Una de las funciones más delicadas de los regímenes democráticos es la elección cuidadosa y consciente de todos los responsables que vayan a hacerse cargo de las tareas legislativas, administrativas y jurisdiccionales para que el Estado funcione con rectitud y justicia. Pues, de lo contrario, nuestra vida puede convertirse en un auténtico suplicio, por los atropellos, abusos, daños e injusticias que las autoridades nos infringirán por el absurdo poder que les hemos concedido.

Este parece un razonamiento muy fácil de entender y de practicar. Toda colectividad democrática debe asumirlo con naturalidad, y ejercerlo con asiduidad. Aunque después, en la práctica, muchas veces veamos que los ciudadanos se olvidan de cumplirlo; quizá obnubilados --ya estando delante de las urnas-- por la cascada de promesas, falsos elogios, visiones fantásticas del futuro, que los candidatos de cada partido político nos hicieron a lo largo y ancho de la campaña electoral, para convencernos de que si lograban ser diputados, senadores o concejales, harían milagros para mejorar nuestras vidas, crear empleos para todos, superar los momentos agudos de crisis y crear infraestructuras, hospitales y parques temáticos en todos los pueblos del entorno para convertirlos en atractivos turísticos.

La triste y tozuda realidad termina por imponerse. A los pocos meses del nuevo gobierno nos damos cuenta de que toda aquella campaña no fue más que un interminable cuento de la lechera; pues el mismo día que tomaron posesión de sus cargos y juraron en falso: «Respetar y hacer respetar la Constitución», se rompió el cántaro y los ingenuos votantes perdieron la leche, el requesón, los quesos y los flanes, que habían prometido que serían para nosotros. ¡Toda la campaña electoral había sido una fábula para embaucarnos, y al final estaba la triste moraleja!

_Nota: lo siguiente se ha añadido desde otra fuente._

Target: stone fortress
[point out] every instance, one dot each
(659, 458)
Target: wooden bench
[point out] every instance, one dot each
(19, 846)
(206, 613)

Después de cuarenta años de torpe democracia --de fábulas y moralejas decepcionantes-- los españoles seguimos sin enterarnos ni tomar en consideración la capacidad de mentir que tienen muchos de nuestros viejos políticos; y su notable capacidad de provocar desengaños cuando ocupan los cargos y responsabilidades para las que los hemos elegido.

Nos prometieron leyes justas para mejorar nuestras vidas; y solo hemos obtenido una Ley de Reforma Laboral para destruir derechos de los trabajadores y degradar la calidad de empleos, salarios y horarios; hasta los márgenes de la pobreza. Nos aseguraron que incrementarían la Sanidad Pública, y lo que hicieron fue privatizarla y convertirla en un negocio para esquilmar a los enfermos. Lo mismo ocurrió con la Enseñanza en todos sus niveles y categorías, que fue prácticamente demolida por una Ley Orgánica de Mejora que la hundió en el descontento y la frustración de alumnos, profesores y familias.

La más sonada y protestada iba a ser la llamada Ley de Seguridad Ciudadana, que se ha hecho famosa como Ley Mordaza. Una norma coactiva, represora, sancionadora ---saltando las competencias del poder Judicial-- que no ha conseguido más que dividir y enfrentar al cuerpo social de ciudadanos; que se han visto censurados, perseguidos y hasta encarcelados por expresar libremente sus creencias y pensamientos; a los que se toma como «exaltaciones del terrorismo».